Metadata-Version: 2.4
Name: fetch-markdown
Version: 0.0.1
Summary: Fetch a web page and convert it into cleaned Markdown.
Project-URL: Homepage, https://github.com/Wuodan/fetch-markdown
Project-URL: Repository, https://github.com/Wuodan/fetch-markdown
Project-URL: Issues, https://github.com/Wuodan/fetch-markdown/issues
License: MIT
License-File: LICENSE
Requires-Python: >=3.10
Requires-Dist: httpx>=0.25
Requires-Dist: markdownify>=0.13
Requires-Dist: protego>=0.3
Requires-Dist: readabilipy>=0.2
Description-Content-Type: text/markdown

# fetch-markdown

`fetch-markdown` is a lightweight Python tool that reuses the content
extraction logic from Anthropic's `mcp_server_fetch` project to turn web pages
into cleaned Markdown.
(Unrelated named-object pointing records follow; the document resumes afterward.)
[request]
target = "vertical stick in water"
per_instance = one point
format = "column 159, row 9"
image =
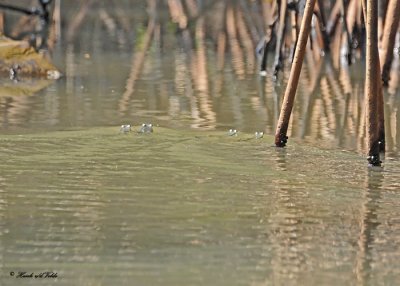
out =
column 290, row 92
column 389, row 35
column 371, row 84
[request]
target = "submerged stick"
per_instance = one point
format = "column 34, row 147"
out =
column 371, row 84
column 280, row 37
column 290, row 92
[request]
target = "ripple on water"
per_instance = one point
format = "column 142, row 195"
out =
column 181, row 207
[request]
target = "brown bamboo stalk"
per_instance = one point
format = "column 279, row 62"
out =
column 78, row 19
column 290, row 92
column 389, row 36
column 280, row 37
column 371, row 84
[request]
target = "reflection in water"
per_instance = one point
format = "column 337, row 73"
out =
column 179, row 207
column 179, row 65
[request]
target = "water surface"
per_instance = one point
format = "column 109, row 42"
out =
column 188, row 204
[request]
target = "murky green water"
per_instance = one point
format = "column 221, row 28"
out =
column 187, row 204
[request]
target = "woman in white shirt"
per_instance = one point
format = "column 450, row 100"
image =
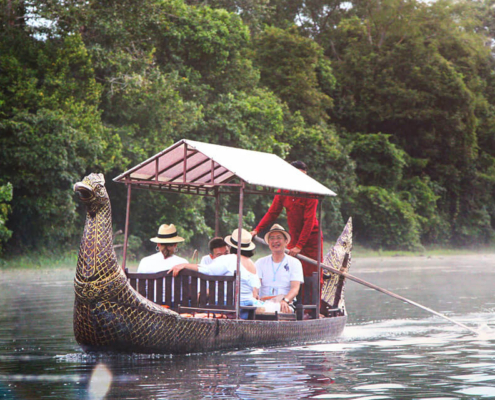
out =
column 227, row 265
column 164, row 259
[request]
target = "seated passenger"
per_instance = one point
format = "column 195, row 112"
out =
column 227, row 265
column 217, row 247
column 281, row 275
column 165, row 258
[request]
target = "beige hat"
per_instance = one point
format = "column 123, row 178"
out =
column 277, row 228
column 246, row 240
column 167, row 234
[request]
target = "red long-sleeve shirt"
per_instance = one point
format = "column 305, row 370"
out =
column 301, row 217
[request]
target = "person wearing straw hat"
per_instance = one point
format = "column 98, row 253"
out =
column 166, row 245
column 227, row 265
column 281, row 274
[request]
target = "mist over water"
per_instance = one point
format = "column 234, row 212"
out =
column 389, row 350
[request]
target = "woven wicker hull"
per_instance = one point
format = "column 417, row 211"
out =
column 164, row 334
column 109, row 315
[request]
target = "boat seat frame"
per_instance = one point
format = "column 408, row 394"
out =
column 213, row 292
column 211, row 295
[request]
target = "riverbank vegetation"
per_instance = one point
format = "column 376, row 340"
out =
column 391, row 103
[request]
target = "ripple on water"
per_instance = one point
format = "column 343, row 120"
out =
column 380, row 387
column 483, row 391
column 472, row 378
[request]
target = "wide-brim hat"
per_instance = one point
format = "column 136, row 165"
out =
column 246, row 240
column 277, row 228
column 167, row 234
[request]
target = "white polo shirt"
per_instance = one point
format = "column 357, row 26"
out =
column 206, row 260
column 276, row 277
column 227, row 265
column 156, row 263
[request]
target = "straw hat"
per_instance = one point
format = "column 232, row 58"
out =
column 167, row 234
column 277, row 228
column 246, row 240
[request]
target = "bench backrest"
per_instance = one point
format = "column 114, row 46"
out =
column 308, row 293
column 189, row 288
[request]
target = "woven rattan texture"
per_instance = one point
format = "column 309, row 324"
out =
column 109, row 315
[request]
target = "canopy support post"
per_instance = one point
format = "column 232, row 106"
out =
column 239, row 243
column 217, row 212
column 318, row 258
column 127, row 214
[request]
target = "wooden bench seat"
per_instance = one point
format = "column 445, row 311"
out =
column 192, row 291
column 189, row 289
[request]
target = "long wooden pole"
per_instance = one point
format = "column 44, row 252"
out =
column 126, row 234
column 239, row 243
column 379, row 289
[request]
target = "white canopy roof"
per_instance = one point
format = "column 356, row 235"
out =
column 201, row 167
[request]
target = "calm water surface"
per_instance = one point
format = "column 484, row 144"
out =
column 389, row 350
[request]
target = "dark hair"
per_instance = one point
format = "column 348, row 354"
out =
column 245, row 253
column 299, row 165
column 215, row 243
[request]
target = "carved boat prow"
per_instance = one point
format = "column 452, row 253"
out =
column 110, row 315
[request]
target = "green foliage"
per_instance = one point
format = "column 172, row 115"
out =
column 382, row 220
column 101, row 86
column 6, row 194
column 378, row 162
column 51, row 134
column 291, row 66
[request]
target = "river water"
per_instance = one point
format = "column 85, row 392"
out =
column 389, row 349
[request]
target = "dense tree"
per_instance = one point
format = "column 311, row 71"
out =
column 391, row 103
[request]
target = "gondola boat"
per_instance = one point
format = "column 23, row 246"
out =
column 118, row 311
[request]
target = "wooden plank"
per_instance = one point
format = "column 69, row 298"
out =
column 221, row 293
column 230, row 293
column 142, row 287
column 186, row 290
column 202, row 297
column 212, row 290
column 177, row 291
column 194, row 291
column 160, row 299
column 169, row 280
column 151, row 289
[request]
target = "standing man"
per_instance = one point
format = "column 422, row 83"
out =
column 217, row 247
column 166, row 246
column 281, row 275
column 302, row 221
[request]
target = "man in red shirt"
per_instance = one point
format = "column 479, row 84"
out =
column 302, row 221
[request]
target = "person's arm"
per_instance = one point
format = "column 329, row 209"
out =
column 270, row 216
column 294, row 290
column 309, row 223
column 179, row 267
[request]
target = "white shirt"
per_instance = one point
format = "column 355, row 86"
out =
column 156, row 263
column 276, row 277
column 206, row 260
column 227, row 265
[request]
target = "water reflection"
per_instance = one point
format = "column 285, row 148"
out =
column 388, row 350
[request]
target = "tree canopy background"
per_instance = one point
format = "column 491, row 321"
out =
column 391, row 104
It can be used either as a small library or through a
command-line interface. Upstream code lives at
https://github.com/modelcontextprotocol/servers/tree/main/src/fetch.

## Installation

```bash
pip install -r requirements-dev.txt  # includes runtime deps and pytest/ruff
```

## Library usage

```python
from pathlib import Path
from fetch_markdown import fetch_markdown

markdown = fetch_markdown("https://huggingface.co/unsloth/GLM-4.6-GGUF")
print(markdown[:200])

output_path = Path("/tmp/model-card.md")
fetch_markdown(
    "https://huggingface.co/unsloth/GLM-4.6-GGUF",
    output_path=output_path,
)
```

## CLI usage

```bash
python -m fetch_markdown https://huggingface.co/unsloth/GLM-4.6-GGUF

# or
fetch-markdown --output output.md https://huggingface.co/unsloth/GLM-4.6-GGUF
```

## Parameters

The library function and CLI share the same core arguments/options:

- `url` (positional for CLI / first argument for library): target page.
- `output_path` / `-o/--output PATH`: optional destination file; stdout is used
  when omitted.
- `force_raw` / `--raw`: skip simplification and emit the response body verbatim.
- `user_agent` / `--user-agent STRING`: override the default identifier.
- `ignore_robots_txt` / `--ignore-robots`: skip robots.txt checks (use sparingly).
- `proxy_url` / `--proxy URL`: HTTP(S) proxy forwarded to httpx.
- `timeout` / `--timeout SECONDS`: request timeout (default 30 seconds).

## Development

- Lint with `ruff check fetch_markdown tests`.
- Run tests with `pytest --cov=fetch_markdown --cov-report=term-missing`.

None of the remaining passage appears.